La violencia amenaza con socavar en las urnas el poder de Chávez

Pablo Ordaz, Caracas, El País
Oneida y Mariela, sentadas en un escalón de la morgue central de Caracas, no esperan justicia, solamente lloran. A su hermano Harrison lo mataron el viernes a las ocho y media, bajo el puntual aguacero de todas las tardes, a dos cuadras de su casa, no se sabe por orden de quién ni para qué, porque ni siquiera le quitaron lo que llevaba encima.

Harrison, que el lunes hubiese cumplido 24 años y era padre de un crío de tres, ya es parte de una estadística que dice que en la capital de Venezuela murieron asesinadas en 2009 más de 19.000 personas, la mayoría hombres jóvenes, lo que arroja una tasa de 75 homicidios por cada 100.000 habitantes. Una tasa que triplica la media de Latinoamérica, dobla la de Colombia y multiplica por nueve la de México. Pero todas esas cifras poco importan ya a Oneida y a Mariela, que no esperan ni consuelo ni justicia, solo un ataúd de los que regala el Gobierno de Hugo Chávez a los jóvenes que no puede mantener con vida.

Es sin duda la violencia el principal problema de Venezuela. Pero el presidente Chávez, entre cuyas virtudes no incluye la de la autocrítica, prefiere seguir atribuyendo los males del país a factores ajenos a su gestión. A pesar de llevar ya 11 años en el poder, la culpa sigue siendo de la IV República, de "los escuálidos" dirigentes de la oposición, del capitalismo yanqui o incluso de la cerveza: "Es una de las principales causas de la violencia, no se puede vender tanta cerveza como si fuera helado". El caso es que, en tanto se consigue atajar un problema tan grave, el Gobierno de Chávez está empeñado en ocultarlo. Hace ya cinco años que la Policía Científica dejó de ofrecer datos sobre homicidios y, a raíz de la publicación de una fotografía en la que se veía un montón de cadáveres desnudos y ensangrentados abandonados en el suelo de la morgue central de Caracas, prohibió al periódico que la publicó seguir informando de noticias sobre violencia. "Para no alterar el bienestar psicológico de niños, niñas y adolescentes", rezaba la prohibición.

Lo cierto es que, a las puertas de esa misma morgue, la de Bello Monte, cada amanecer se agolpan los familiares de las decenas de asesinados.
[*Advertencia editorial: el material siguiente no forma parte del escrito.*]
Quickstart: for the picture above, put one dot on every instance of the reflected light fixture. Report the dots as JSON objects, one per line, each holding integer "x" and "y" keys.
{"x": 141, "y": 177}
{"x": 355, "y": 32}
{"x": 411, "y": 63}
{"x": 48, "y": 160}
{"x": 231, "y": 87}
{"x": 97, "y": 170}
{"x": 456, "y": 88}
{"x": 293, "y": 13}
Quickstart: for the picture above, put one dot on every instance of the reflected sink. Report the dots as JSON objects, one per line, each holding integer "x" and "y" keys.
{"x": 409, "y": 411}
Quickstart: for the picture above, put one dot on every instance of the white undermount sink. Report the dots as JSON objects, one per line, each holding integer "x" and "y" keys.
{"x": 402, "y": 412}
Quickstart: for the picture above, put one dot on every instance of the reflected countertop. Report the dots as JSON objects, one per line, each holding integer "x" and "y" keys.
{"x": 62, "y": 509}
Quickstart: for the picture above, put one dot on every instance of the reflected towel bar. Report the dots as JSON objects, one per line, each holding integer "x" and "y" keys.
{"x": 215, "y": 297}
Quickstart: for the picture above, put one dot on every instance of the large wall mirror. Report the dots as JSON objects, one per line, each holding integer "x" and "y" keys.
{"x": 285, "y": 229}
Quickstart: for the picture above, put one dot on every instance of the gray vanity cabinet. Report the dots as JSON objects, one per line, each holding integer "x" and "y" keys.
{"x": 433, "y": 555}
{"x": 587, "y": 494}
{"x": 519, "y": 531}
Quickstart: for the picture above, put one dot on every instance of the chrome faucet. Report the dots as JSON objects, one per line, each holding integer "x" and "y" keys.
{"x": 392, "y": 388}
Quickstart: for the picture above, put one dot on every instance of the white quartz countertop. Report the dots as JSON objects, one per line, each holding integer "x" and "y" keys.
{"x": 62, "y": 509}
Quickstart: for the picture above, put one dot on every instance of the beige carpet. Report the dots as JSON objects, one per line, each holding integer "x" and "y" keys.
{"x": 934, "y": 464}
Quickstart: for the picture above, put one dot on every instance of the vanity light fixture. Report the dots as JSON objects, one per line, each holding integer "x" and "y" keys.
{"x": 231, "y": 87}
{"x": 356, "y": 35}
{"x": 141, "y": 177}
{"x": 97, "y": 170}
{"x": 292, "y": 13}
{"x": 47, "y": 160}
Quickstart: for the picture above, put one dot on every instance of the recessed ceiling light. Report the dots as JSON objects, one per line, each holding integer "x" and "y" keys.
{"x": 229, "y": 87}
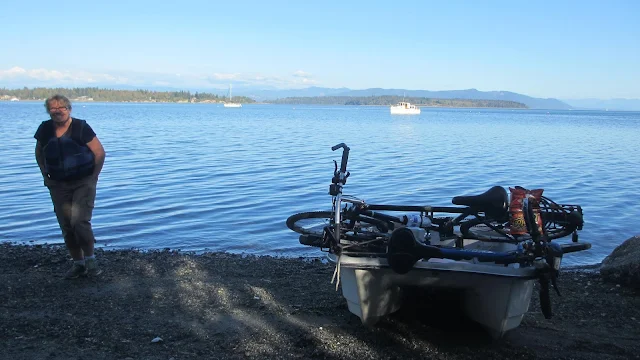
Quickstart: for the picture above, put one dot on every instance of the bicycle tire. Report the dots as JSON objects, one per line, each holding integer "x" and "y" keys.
{"x": 294, "y": 222}
{"x": 321, "y": 219}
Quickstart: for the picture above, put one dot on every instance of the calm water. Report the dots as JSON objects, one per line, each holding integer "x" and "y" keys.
{"x": 199, "y": 176}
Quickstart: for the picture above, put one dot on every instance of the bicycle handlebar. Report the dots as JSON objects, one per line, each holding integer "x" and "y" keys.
{"x": 345, "y": 156}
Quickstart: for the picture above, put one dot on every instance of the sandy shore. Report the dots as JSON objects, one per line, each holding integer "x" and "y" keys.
{"x": 222, "y": 306}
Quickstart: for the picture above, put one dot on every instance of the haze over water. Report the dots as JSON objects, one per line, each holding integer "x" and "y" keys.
{"x": 202, "y": 177}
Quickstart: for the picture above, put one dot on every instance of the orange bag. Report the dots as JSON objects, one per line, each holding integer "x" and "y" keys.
{"x": 516, "y": 216}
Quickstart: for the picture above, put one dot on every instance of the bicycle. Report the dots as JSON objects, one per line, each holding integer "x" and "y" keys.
{"x": 360, "y": 229}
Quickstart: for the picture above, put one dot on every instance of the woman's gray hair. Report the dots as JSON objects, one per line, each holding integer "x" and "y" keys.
{"x": 59, "y": 98}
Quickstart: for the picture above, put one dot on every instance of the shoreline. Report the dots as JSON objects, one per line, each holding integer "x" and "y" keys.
{"x": 226, "y": 306}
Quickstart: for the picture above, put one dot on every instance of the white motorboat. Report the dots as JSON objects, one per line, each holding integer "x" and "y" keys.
{"x": 404, "y": 108}
{"x": 231, "y": 103}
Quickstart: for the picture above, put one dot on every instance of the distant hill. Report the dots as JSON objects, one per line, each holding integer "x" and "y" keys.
{"x": 470, "y": 94}
{"x": 599, "y": 104}
{"x": 386, "y": 100}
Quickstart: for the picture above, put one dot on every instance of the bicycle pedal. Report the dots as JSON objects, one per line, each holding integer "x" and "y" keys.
{"x": 311, "y": 240}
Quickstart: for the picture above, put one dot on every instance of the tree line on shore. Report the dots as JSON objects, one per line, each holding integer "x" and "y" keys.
{"x": 113, "y": 95}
Los periodistas de sucesos se acercan cada mañana y van anotando, una a una, historias como la de Oneida y Mariela: "No tenía enemigos, pero lo mataron... Iba a cumplir 24 años el lunes... Deja un bebé de tres años... No es justo que haya tantas muertes todos los fines de semana y no se publique nunca. Sacan en el periódico 30 cuando hay 60 o 70 muertes". O relatos concisos, tristes, serenos, como los de la madre de Noel: "Mataron a mi hijo Noel y a mi hermano Jorge Luis. Salieron a trabajar, les salieron unos tipos y... los mataron. No sabemos más nada. Tenían 26 años".
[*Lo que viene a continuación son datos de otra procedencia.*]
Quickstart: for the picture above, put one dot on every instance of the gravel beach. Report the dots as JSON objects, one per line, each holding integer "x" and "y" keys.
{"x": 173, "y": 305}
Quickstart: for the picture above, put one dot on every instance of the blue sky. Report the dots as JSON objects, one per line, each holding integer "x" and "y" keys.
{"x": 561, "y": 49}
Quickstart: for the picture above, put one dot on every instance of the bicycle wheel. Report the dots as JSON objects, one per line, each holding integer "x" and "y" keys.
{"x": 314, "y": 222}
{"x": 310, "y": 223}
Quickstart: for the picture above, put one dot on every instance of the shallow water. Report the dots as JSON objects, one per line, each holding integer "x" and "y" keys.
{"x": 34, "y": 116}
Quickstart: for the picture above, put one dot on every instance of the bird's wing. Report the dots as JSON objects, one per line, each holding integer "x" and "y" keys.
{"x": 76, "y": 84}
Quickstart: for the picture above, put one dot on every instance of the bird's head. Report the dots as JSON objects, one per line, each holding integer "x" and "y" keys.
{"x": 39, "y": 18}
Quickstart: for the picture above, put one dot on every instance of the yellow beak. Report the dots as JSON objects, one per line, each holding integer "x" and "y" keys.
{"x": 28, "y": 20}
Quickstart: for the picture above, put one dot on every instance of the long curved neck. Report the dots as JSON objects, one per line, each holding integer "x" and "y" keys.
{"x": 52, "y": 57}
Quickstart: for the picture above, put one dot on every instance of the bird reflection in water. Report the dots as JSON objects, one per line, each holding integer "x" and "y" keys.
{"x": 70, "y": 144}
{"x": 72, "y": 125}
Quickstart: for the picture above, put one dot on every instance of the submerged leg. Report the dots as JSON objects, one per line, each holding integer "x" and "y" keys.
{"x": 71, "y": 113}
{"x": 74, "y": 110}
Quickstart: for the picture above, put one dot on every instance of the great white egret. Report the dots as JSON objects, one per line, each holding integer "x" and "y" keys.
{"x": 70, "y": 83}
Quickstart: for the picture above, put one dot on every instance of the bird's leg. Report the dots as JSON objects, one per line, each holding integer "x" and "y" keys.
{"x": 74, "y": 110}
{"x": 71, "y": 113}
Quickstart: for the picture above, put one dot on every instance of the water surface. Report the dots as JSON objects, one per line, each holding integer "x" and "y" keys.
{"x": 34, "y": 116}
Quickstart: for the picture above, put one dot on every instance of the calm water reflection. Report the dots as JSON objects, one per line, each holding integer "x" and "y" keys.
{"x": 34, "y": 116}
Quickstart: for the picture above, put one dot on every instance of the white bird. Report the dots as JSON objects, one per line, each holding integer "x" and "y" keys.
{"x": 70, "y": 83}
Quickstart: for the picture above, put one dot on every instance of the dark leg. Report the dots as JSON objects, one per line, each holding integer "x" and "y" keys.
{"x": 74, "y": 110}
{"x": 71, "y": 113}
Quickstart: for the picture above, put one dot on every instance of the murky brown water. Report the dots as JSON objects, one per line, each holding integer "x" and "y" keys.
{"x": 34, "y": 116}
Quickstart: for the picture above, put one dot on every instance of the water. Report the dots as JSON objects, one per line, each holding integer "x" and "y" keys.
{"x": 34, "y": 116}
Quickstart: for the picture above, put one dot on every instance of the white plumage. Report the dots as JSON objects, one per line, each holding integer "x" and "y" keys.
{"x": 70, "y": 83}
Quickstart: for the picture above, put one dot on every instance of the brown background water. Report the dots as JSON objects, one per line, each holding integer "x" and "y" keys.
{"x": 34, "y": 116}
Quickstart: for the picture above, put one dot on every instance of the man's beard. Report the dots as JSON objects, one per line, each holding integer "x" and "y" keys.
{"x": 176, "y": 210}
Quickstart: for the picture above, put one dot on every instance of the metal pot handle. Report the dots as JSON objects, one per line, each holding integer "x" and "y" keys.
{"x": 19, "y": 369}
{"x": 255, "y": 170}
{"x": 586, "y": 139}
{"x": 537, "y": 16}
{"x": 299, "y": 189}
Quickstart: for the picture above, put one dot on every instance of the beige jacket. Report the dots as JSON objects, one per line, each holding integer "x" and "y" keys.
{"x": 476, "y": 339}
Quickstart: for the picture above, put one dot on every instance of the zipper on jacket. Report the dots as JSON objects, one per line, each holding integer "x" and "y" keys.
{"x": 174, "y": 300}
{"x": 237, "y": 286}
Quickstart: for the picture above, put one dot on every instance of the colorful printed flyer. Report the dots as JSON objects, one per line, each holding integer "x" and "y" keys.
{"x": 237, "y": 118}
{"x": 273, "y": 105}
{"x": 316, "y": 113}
Hombres jóvenes, sin recursos, víctimas inocentes de una delincuencia irracional, capaz de matar por una Blackberry o por un par de zapatillas de deporte, o de jóvenes pandilleros en lucha por el control del territorio. A estos últimos los conoce bien Manuel Furelos, el comisario de la Policía de Sucre, un municipio de Caracas que es como una Venezuela pequeña, con sus diferentes clases sociales, sus 2.000 barrios y una favela que es la segunda más grande de América. El comisario Furelos, sentado en su despacho, cuenta cómo niños de siete años se sientan en la entrada de los barrios aparentando jugar a las canicas, pero teniendo como misión principal la de alertar a sus hermanos mayores -de 15 o 16 años- cuando un policía o alguien extraño ingresa en su territorio: "Sólo contamos con 1.800 policías para una población que requeriría al menos 5.500...".
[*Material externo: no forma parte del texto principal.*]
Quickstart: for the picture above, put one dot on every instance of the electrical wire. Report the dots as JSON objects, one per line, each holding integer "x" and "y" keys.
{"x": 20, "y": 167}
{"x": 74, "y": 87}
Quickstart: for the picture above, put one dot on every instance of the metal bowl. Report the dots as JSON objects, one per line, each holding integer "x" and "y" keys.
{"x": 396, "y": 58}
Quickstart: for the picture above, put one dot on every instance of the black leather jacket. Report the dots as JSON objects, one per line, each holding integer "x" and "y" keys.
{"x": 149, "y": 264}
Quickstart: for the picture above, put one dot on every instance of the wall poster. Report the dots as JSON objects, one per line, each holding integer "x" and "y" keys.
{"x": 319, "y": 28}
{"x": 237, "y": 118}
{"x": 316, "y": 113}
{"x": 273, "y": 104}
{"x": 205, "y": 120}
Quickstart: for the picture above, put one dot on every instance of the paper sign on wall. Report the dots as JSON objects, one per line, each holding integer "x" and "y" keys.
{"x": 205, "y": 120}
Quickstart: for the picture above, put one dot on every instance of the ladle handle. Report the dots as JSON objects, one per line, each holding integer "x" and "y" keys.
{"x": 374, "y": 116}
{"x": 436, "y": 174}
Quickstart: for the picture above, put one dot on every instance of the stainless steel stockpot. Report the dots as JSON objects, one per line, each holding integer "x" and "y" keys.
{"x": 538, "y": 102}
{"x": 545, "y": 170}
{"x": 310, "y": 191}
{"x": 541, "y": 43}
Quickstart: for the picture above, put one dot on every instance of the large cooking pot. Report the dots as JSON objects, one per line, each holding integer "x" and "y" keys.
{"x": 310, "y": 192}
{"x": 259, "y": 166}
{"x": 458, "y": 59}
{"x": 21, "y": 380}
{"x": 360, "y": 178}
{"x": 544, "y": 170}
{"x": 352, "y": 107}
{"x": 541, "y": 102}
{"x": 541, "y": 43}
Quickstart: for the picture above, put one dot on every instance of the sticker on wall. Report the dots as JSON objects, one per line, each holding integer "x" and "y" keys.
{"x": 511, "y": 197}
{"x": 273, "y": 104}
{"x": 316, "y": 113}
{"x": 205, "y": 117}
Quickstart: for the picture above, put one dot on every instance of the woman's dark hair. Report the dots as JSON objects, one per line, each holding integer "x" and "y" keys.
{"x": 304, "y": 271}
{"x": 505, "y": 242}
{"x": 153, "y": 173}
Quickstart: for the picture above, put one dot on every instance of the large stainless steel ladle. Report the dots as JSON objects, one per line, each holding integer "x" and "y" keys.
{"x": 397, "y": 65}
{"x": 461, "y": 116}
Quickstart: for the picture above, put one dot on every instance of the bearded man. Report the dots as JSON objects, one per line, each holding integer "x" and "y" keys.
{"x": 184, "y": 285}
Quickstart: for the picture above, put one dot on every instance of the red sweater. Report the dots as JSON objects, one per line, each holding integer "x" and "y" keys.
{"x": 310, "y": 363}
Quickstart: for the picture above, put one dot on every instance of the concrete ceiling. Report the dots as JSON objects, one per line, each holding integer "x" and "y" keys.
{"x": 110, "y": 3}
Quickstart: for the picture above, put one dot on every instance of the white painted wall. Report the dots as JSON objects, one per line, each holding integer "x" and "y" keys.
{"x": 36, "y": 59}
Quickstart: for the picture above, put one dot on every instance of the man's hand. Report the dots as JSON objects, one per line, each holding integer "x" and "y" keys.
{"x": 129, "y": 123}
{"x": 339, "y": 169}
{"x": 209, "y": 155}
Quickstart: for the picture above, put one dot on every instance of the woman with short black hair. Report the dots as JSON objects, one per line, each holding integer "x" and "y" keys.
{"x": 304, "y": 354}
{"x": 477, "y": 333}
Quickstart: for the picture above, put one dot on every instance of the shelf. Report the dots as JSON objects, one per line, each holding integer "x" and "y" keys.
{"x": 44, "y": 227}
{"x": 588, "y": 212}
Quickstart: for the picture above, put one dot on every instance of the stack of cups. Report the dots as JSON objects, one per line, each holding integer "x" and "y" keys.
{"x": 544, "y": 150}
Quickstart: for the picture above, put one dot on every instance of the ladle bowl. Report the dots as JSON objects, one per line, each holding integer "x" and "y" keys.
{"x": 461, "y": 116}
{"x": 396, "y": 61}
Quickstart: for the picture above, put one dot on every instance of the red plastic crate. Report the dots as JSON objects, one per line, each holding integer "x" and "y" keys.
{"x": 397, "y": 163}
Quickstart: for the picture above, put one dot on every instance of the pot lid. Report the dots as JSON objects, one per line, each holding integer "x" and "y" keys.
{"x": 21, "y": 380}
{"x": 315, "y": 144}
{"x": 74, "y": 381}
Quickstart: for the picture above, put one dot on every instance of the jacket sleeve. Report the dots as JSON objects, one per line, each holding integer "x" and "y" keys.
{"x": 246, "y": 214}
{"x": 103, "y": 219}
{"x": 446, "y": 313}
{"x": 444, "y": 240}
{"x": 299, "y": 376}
La oposición, que boicoteó los comicios de 2005, tampoco utiliza el trazo fino en sus críticas. El ex baloncestista Iván Olivares, candidato de Primero Justicia, asegura que los seguidores del comandante armaron, en 2002, a la población para conjurar el golpe de Estado. "Yo vi camiones llenos de pistolas...". Lo cierto es que se calcula que en Venezuela hay 15 millones de armas, una por cada dos venezolanos. En un país donde un litro de agua embotellada cuesta más cara que 50 litros de gasolina, no es de extrañar que Oneida y Mariela no esperen justicia. Tan solo un ataúd de regalo.